Dossier législatif
Soins palliatifs et d’accompagnement
La loi sur les soins palliatifs et d'accompagnement en fin de vie vise à garantir que tous les patients gravement malades ou en fin de vie puissent recevoir des soins adaptés à leur situation, peu importe où ils vivent en France. Ces soins palliatifs ne visent pas à guérir, mais à soulager les souffrances physiques et psychologiques, et à accompagner les patients et leurs proches.
L'article 7 de cette loi porte sur les modalités pratiques de mise en œuvre de cette égalité d'accès aux soins palliatifs, en particulier sur la manière dont les établissements de santé et structures médico-sociales doivent organiser et proposer ces services à leurs patients. Mme Firmin Le Bodo proposait de supprimer entièrement cet article 7, ce qui aurait signifié retirer du texte les dispositions encadrant cette organisation concrète des soins palliatifs dans les établissements.

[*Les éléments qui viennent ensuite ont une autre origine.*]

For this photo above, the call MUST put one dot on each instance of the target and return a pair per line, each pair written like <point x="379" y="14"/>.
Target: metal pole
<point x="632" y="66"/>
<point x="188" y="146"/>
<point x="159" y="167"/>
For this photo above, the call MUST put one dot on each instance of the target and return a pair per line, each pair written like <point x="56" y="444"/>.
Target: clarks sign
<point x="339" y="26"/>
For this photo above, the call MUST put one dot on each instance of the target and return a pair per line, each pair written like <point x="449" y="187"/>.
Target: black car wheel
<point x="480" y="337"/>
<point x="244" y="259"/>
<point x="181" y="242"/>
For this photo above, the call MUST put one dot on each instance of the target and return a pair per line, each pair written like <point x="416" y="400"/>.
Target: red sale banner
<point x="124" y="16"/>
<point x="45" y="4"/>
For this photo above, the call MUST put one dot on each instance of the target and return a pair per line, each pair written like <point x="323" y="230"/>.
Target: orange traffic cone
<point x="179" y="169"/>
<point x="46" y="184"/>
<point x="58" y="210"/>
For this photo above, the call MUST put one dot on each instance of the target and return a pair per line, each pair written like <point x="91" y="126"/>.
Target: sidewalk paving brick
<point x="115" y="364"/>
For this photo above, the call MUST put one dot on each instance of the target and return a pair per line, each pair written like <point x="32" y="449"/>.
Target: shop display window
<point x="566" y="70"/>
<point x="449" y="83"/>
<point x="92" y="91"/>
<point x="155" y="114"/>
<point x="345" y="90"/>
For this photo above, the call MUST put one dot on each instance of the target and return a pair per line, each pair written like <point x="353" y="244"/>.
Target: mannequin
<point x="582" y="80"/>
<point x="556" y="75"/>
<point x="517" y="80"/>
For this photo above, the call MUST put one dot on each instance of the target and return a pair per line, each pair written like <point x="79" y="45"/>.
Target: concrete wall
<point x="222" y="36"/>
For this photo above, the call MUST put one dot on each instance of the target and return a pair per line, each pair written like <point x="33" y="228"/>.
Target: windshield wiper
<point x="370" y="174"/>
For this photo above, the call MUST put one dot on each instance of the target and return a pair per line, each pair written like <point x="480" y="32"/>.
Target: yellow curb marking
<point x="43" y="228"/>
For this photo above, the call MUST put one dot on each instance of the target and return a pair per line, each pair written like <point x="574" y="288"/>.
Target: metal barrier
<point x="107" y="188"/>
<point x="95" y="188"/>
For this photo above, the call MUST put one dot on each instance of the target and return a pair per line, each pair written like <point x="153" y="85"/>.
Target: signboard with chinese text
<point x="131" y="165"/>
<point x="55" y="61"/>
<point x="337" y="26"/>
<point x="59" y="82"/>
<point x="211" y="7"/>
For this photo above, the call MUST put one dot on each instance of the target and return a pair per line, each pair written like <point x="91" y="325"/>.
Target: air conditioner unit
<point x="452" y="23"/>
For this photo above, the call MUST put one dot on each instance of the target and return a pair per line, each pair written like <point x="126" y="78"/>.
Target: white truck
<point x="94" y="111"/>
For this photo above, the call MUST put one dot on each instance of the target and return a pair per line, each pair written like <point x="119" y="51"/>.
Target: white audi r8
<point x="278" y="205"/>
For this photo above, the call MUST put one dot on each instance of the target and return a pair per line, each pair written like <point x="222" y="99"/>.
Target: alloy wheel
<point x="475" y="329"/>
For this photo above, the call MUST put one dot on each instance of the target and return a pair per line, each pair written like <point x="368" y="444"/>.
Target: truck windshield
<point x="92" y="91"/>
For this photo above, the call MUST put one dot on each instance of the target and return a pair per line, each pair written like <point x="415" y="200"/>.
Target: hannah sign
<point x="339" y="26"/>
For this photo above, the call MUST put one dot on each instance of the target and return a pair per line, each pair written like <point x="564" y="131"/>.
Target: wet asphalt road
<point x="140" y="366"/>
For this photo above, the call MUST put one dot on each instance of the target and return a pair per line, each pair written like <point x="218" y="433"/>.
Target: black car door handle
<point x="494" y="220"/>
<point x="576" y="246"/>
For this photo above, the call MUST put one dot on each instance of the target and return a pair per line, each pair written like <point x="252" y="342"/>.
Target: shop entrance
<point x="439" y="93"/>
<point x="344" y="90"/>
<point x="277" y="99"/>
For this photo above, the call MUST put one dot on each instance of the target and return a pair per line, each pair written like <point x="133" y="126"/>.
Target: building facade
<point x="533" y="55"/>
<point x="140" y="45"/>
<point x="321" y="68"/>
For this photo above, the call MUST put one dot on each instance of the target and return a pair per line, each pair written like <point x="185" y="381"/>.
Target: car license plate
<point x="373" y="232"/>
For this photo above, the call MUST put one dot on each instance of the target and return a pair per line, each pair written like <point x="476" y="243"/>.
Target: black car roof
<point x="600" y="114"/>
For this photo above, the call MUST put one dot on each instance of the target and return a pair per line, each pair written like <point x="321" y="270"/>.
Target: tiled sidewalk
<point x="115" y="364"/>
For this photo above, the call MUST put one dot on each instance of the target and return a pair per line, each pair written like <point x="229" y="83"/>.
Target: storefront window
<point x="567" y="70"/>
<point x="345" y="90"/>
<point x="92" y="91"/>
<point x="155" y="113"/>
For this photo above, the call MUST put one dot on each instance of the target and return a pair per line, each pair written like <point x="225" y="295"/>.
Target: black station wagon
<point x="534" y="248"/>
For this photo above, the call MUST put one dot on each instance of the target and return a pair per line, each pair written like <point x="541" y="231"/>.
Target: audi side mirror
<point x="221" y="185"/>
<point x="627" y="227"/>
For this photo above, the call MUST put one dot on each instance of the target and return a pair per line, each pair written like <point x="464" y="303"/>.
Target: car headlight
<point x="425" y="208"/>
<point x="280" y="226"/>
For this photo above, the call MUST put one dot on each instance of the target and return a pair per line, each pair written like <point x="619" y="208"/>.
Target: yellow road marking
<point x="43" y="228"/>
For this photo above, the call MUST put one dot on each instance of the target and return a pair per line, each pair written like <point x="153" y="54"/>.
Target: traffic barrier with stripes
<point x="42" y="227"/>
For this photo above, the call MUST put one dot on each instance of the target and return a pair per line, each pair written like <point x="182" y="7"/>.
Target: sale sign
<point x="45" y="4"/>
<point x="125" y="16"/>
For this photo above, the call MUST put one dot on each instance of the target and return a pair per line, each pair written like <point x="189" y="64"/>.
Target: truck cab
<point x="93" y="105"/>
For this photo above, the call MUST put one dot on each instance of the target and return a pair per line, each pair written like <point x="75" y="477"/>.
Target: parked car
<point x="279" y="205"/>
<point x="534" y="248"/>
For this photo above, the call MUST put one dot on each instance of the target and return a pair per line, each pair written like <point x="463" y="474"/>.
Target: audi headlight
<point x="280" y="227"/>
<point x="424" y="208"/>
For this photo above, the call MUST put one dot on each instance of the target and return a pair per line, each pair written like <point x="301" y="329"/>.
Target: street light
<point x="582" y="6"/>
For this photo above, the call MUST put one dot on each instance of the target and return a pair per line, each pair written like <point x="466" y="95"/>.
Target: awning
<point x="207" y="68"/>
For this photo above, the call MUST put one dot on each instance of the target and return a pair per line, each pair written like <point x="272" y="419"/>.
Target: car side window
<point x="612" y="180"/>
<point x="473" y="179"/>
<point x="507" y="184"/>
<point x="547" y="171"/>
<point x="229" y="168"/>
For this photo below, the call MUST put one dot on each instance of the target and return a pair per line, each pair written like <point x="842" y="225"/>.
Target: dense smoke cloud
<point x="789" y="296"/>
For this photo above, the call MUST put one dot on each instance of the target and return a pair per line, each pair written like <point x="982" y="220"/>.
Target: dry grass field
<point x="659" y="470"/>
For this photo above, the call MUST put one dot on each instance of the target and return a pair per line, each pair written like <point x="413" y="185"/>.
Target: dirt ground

Le vote a rejeté cette suppression : 120 députés se sont opposés au retrait de cet article, tandis que 46 l'ont soutenu et 2 se sont abstenus. L'article 7 reste donc dans la loi, et les dispositions qu'il contient concernant l'organisation des soins palliatifs dans les établissements demeurent en vigueur.
Ceux qui souhaitaient supprimer cet article estimaient que ses dispositions imposaient trop de contraintes administratives ou organisationnelles aux établissements, ou que le cadre qu'il établissait n'était pas adapté à tous les types de structures. À l'inverse, les députés ayant voté contre la suppression considéraient que cet article était nécessaire pour concrétiser l'objectif d'égalité d'accès aux soins palliatifs partout en France, et que retirer ces dispositions affaiblirait la portée réelle de la loi.
Cette décision concerne directement les patients en fin de vie et gravement malades qui recevront des soins palliatifs, ainsi que les établissements de santé et structures médico-sociales responsables de proposer ces services de manière organisée et égale sur tout le territoire. Parmi les députés ayant voté pour le maintien de cet article, on retrouve Philippe Juvin, tandis que ceux ayant soutenu sa suppression incluaient des membres de différents groupes parlementaires.